La orquesta hace las maletas

Profesores y alumnos de los tres conservatorios, en el Gonzalo Martín Tenllado de la capital. /PEDRO J. QUERO
Profesores y alumnos de los tres conservatorios, en el Gonzalo Martín Tenllado de la capital. / PEDRO J. QUERO

Estudiantes de los conservatorios Martín Tenllado de Málaga y de Poitiers y Cagliari participan en un programa de intercambio Erasmus, con la música como nexo común

Francisco Gutiérrez
FRANCISCO GUTIÉRREZ

Estudiantes malagueños, franceses e italianos están viviendo una experiencia educativa, cultural y social gracias al programa Erasmus+ 'La orquesta viajera'. Son 25 estudiantes del Conservatorio Profesional de Música Gonzalo Martín Tenllado de la capital, 25 del Conservatorio de Cagliari y otros tantos de Poitiers. El Martín Tenllado es el primer conservatorio malagueño que consigue un programa Erasmus+, el segundo a nivel andaluz. La experiencia está siendo tan exitosa, que el centro ya ha solicitado un nuevo programa para el curso próximo, en el que incorporaría a los tres actuales un conservatorio de Dublín, el Royal Irish Academy, y que coordinaría el malagueño, explica su director, Alejandro Díaz.

Los estudiantes han tenido clases toda esta semana, ensayos y conciertos finales de toda la orquesta. También han tenido tiempo para realizar una visita turística por el centro de la ciudad, y en la visita a la Catedral conocieron al organista Adalberto Martínez.

Alejandro Díaz señala que se han trabajado obras de los tres países, y que la orquesta ha estado dirigida por profesores de los tres conservatorios. También se ha trabajado la música antigua y de cámara y la música local, en este caso el flamenco.

«He sido muy feliz compartiendo mi pasión por la música con otros jóvenes», afirma Sumira Nagendran

El director del Martín Tenllado considera que está siendo una gran experiencia para todos los estudiantes, que han podido complementar en cada caso los instrumentos que no tienen en sus respectivos centros. Y pone en primer lugar la experiencia humana, idiomática y cultural que está suponiendo para todos los alumnos. «Esto nos permite comprobar que, excepto algunas particularidades, somos europeos, mucho más parecidos de lo que se puede pensar».

Pasión por la música

Sumira Nagendran ha venido de Poitiers. Tiene 19 años y estudia flauta de pico.

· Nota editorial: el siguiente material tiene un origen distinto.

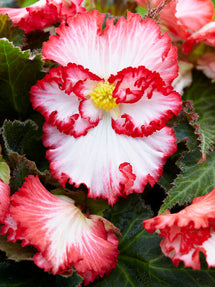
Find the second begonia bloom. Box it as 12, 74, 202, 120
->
0, 0, 85, 33
1, 175, 120, 284
31, 11, 181, 204
135, 0, 214, 41
143, 189, 215, 269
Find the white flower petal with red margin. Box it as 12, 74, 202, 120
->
42, 10, 178, 84
143, 188, 215, 269
43, 118, 176, 204
7, 175, 119, 284
30, 65, 100, 137
0, 0, 86, 33
108, 66, 182, 137
0, 180, 10, 223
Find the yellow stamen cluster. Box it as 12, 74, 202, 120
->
90, 82, 118, 112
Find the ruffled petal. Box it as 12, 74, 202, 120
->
0, 0, 85, 33
43, 118, 176, 204
43, 10, 178, 84
196, 52, 215, 79
182, 21, 215, 54
31, 64, 100, 137
0, 180, 10, 223
6, 175, 119, 284
143, 188, 215, 269
109, 66, 182, 137
175, 0, 214, 32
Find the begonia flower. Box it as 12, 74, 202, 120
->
0, 179, 10, 223
135, 0, 214, 41
143, 188, 215, 269
2, 175, 119, 284
183, 21, 215, 53
172, 61, 194, 95
196, 52, 215, 79
0, 0, 85, 33
31, 11, 181, 204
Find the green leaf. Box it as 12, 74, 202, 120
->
0, 39, 42, 122
17, 0, 38, 7
0, 147, 10, 184
0, 14, 24, 46
90, 195, 215, 287
160, 150, 215, 212
2, 120, 45, 169
183, 71, 215, 158
1, 0, 18, 8
0, 261, 82, 287
0, 235, 36, 261
2, 120, 60, 193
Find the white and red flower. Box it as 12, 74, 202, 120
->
1, 175, 120, 284
0, 0, 85, 33
31, 11, 181, 204
182, 21, 215, 53
0, 180, 10, 223
143, 188, 215, 269
135, 0, 214, 41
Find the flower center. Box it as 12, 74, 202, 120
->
90, 82, 118, 112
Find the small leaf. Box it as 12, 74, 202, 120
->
1, 0, 18, 8
17, 0, 38, 7
0, 261, 82, 287
160, 149, 215, 213
90, 195, 215, 287
0, 147, 10, 184
2, 120, 48, 170
0, 39, 42, 122
183, 71, 215, 158
0, 235, 36, 261
0, 14, 24, 46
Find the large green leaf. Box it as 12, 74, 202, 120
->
160, 150, 215, 212
0, 14, 24, 46
2, 120, 60, 193
0, 261, 82, 287
90, 195, 215, 287
0, 39, 42, 122
183, 71, 215, 157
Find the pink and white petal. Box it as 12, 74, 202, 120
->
201, 229, 215, 267
43, 118, 176, 205
109, 66, 182, 137
196, 52, 215, 79
30, 66, 97, 137
42, 10, 105, 72
112, 90, 182, 137
79, 99, 103, 125
43, 11, 178, 84
108, 66, 166, 104
0, 180, 10, 223
182, 21, 215, 54
0, 0, 85, 33
175, 0, 214, 32
0, 8, 28, 25
7, 176, 119, 283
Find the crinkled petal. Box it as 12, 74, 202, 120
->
0, 0, 85, 33
143, 188, 215, 269
31, 64, 100, 137
182, 21, 215, 54
7, 175, 119, 283
196, 52, 215, 79
43, 118, 176, 204
0, 180, 10, 223
109, 66, 182, 137
43, 10, 178, 84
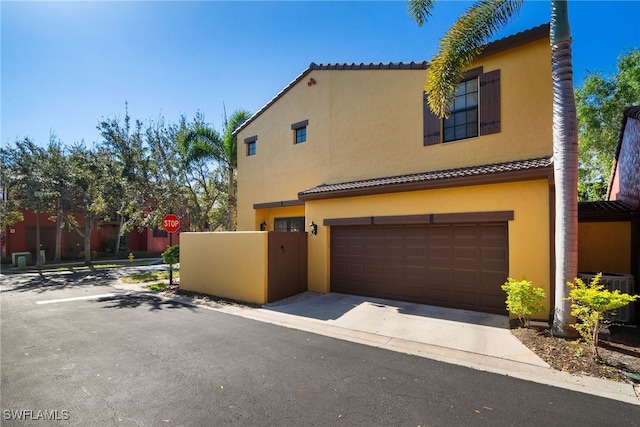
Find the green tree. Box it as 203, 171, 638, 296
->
576, 48, 640, 201
180, 110, 251, 230
567, 273, 640, 359
67, 144, 123, 265
97, 104, 152, 257
177, 113, 225, 231
407, 0, 578, 336
45, 133, 70, 261
2, 138, 56, 268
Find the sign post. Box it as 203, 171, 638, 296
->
162, 214, 180, 286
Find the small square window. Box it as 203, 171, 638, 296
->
442, 78, 478, 142
291, 120, 309, 144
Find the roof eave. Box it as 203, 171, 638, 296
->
298, 165, 553, 201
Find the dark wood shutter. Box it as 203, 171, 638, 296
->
480, 70, 500, 135
422, 93, 440, 145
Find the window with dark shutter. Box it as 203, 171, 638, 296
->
423, 67, 500, 145
244, 135, 258, 156
480, 70, 500, 135
422, 93, 440, 145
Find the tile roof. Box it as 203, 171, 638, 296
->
298, 157, 553, 199
578, 200, 638, 219
607, 105, 640, 199
233, 23, 549, 135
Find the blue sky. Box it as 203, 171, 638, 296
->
0, 0, 640, 149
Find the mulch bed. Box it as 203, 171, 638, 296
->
512, 326, 640, 382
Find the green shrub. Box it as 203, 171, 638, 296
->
162, 245, 180, 265
566, 273, 640, 359
501, 277, 546, 326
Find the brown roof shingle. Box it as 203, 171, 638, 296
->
578, 200, 638, 220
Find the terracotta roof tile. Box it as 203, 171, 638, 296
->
298, 157, 553, 197
233, 24, 549, 135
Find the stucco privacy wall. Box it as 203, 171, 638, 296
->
180, 231, 268, 304
306, 179, 551, 310
578, 221, 631, 274
254, 205, 305, 230
238, 38, 552, 230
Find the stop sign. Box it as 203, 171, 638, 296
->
162, 214, 180, 233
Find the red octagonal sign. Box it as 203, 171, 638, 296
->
162, 214, 180, 233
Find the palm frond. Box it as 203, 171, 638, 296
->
178, 124, 222, 162
407, 0, 436, 27
424, 0, 524, 117
224, 110, 251, 168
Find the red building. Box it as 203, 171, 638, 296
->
0, 210, 180, 262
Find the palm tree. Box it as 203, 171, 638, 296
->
178, 110, 251, 231
222, 110, 251, 230
407, 0, 578, 336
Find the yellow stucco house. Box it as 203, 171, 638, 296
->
236, 25, 554, 314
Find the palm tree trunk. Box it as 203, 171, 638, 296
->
227, 165, 236, 231
551, 0, 578, 337
53, 198, 63, 261
113, 215, 124, 258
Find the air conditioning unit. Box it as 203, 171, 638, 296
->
578, 272, 636, 323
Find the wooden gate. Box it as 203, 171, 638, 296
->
268, 231, 307, 302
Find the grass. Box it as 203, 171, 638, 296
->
145, 283, 167, 292
44, 259, 157, 271
121, 269, 180, 286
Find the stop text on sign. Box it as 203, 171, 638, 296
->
162, 214, 180, 233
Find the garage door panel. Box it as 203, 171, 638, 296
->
453, 246, 479, 263
453, 269, 480, 287
331, 222, 509, 314
451, 289, 478, 309
481, 248, 508, 263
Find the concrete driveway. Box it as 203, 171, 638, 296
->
192, 292, 640, 405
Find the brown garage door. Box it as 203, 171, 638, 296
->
331, 222, 509, 314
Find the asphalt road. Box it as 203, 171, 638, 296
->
0, 270, 640, 426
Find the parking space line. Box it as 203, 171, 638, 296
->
36, 292, 127, 304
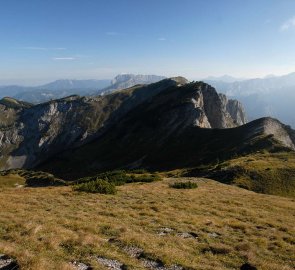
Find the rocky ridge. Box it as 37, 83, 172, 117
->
0, 77, 246, 169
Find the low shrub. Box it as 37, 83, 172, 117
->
170, 181, 198, 189
76, 170, 161, 186
73, 179, 116, 194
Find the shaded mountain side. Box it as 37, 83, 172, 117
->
40, 95, 295, 179
205, 73, 295, 128
0, 78, 191, 169
0, 77, 247, 169
100, 74, 166, 94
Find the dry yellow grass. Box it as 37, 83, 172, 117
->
0, 177, 295, 270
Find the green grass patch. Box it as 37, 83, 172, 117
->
73, 179, 116, 194
75, 170, 161, 186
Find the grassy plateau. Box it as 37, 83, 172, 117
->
0, 174, 295, 270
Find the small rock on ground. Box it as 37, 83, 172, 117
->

Dice que la experiencia «está siendo increíble, nunca había sido tan feliz compartiendo mi pasión por la música y conociendo un sitio y gente nueva». Como su compañera Philippine Ramassamy (16 años), encuentra una pega: el conservatorio está muy lejos del centro de la ciudad, y no pueden disfrutar todo lo que les gustaría de un centro histórico que les sorprendió hace unos días, cuando visitaron la Alcazaba, Teatro Romano y la Catedral. «Pero como la playa está al lado, se compensa este inconveniente», apunta la joven.

Arriba, Enrique Fernández, Juan Manuel Torres y Pablo. Abajo, Philippine Ramassamy y Sumira Nagendran. Giovanni Martinelli y Luca Persico. / PEDRO J. QUERO

Philippine ya conocía Málaga, pero este viaje erasmus es «una experiencia totalmente diferente» ya que, afirma, se siente muy libre y «es como estar viviendo aquí solo por una semana». De las instalaciones del conservatorio dice que «son geniales, muy grande, con muchas aulas y un gran auditorio».

Por el lado español expresan su opinión Quique Fernández y Juan Manuel Torres, trompa y percusión, de 19 y 20 años, respectivamente. Entienden que la experiencia «está siendo un poco agobiante» por las horas que pasan en el conservatorio, entre clases y ensayos, pero que con este intercambio «hemos aprendido un montón, ¡vaya, he aprendido hasta a hablar inglés!», respondían en broma.